C) Matières premières, fournisseurs

Les tissus ramenés par les clients sont pratiquement tous achetés à Djibouti-ville, dans les boutiques de la rue des Mouches. Quelques uns ramènent leurs tissus de Dubaï ou d'Arabie Saoudite et ne les présentent qu'aux tailleurs de confiance.

 

Les fournitures : fils, épingles, boutons, fermetures... sont achetés sur place. Seul, le tailleur Mahad importe lui-même certaines fournitures de mercerie de Dubaï ,du Yémen, d'Arabie saoudite, de France (fil élastique, fermetures invisibles).

 

IV. EXPLOITATION

A) Chiffre d'affaires

D'après l'enquête menée auprès des tailleurs, ceux-ci déclarent avoir un chiffre d'affaires compris dans une fourchette de 300 à 400 000 DJF par mois.

 

B) Charges

Voici les charges des ateliers enquêtés :

 

Nature (mensuelle)

Fourchette en DJF

 

- Achats de fournitures de mercerie

- Electricité

- Loyer

- Charges de personnel

- Patente (annuelle)

 

 

80 000 - 100 000

20 000 - 40 000

35 000 - 70 000

60 000 - 100 000

79 000 - 90 000

 

La rentabilité de l'exploitation d'un atelier de tailleur ordinaire apparaît comme assez faible, avec un bénéfice de l'ordre de 70 000 à 100 000 DJF par mois.

  

V. REGLEMENTATION

La patente exigée pour exercer le métier de tailleur est ainsi calculée : un droit fixe de 25 000 DJF et un droit proportionnel de 20 % de la valeur locative de l'atelier.
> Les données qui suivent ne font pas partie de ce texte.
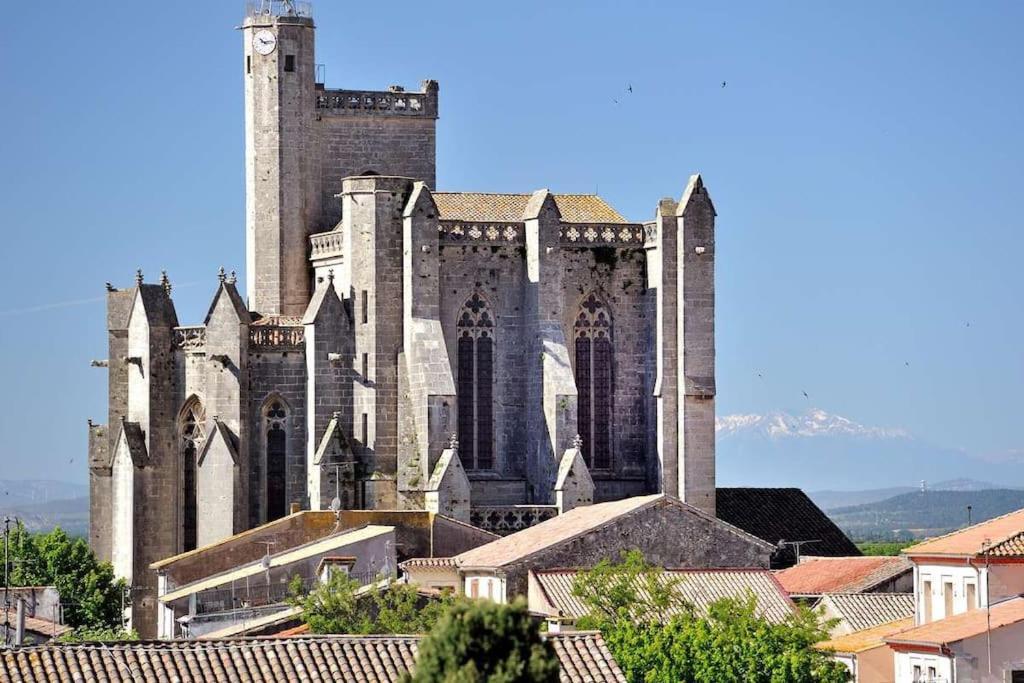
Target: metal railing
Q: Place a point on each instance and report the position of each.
(274, 337)
(261, 595)
(257, 8)
(407, 103)
(190, 338)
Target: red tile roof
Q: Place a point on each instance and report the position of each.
(866, 639)
(583, 655)
(961, 627)
(841, 574)
(1004, 535)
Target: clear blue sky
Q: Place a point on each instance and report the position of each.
(865, 161)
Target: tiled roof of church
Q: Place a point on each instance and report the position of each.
(583, 656)
(498, 208)
(783, 514)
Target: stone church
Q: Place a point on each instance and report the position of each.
(397, 346)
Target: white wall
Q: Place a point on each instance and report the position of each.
(905, 663)
(938, 574)
(485, 586)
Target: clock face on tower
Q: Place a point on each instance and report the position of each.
(264, 41)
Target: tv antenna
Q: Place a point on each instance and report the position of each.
(796, 545)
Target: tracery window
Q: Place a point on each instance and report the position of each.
(594, 382)
(275, 429)
(192, 434)
(475, 361)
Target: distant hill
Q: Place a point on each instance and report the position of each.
(828, 500)
(41, 505)
(923, 514)
(820, 451)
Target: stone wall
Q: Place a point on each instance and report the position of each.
(276, 374)
(370, 141)
(498, 273)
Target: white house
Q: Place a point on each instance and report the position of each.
(969, 609)
(970, 568)
(980, 645)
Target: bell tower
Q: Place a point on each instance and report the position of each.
(282, 172)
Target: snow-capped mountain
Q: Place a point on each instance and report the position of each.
(822, 451)
(813, 423)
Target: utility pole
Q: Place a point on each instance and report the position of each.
(6, 581)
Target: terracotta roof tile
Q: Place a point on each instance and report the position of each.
(1006, 534)
(961, 627)
(494, 207)
(698, 587)
(865, 639)
(841, 574)
(864, 610)
(440, 562)
(583, 655)
(585, 658)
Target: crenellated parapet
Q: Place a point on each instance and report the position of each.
(190, 338)
(502, 233)
(597, 235)
(392, 102)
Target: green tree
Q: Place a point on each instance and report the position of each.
(89, 594)
(483, 642)
(659, 639)
(341, 605)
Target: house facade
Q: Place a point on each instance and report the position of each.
(381, 316)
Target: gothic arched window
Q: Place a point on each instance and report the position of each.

Il faut ajouter un taxe de 5 000 DJF par machine à coudre utilisée.

 

D'autre part, les tailleurs étrangers (la grande majorité) doivent payer la carte de séjour, qui varie entre 15 000 et 20 000 DJF.

 

VI. LE MILIEU PROFESSIONNEL

A) Organismes professionnels

 

Il n'y a pas de syndicat professionnel des tailleurs. Pourtant, ceux-ci connaissent tous des problèmes, par exemple le cas où le client ne revient pas chercher le vêtement qu'il a commandé, ou encore le cas où le client insatisfait veut être dédommagé. Devant ces problèmes de responsabilité, des usages et des positions communes pourraient être adoptés.

 

On peut aussi regretter qu'il n'existe pas d'organisation qui pourrait promouvoir une mode locale, le savoir faire et la créativité des tailleurs.

 B) Formation

La plupart des tailleurs ont appris leur métier sur le tas, parfois comme apprenti. Le tailleur de l'An 2000, rue Brazzaville, a fait des études dans une école, à "Technologic school of Ethiopia" et le tailleur Mahad a suivi un stage de formation en France.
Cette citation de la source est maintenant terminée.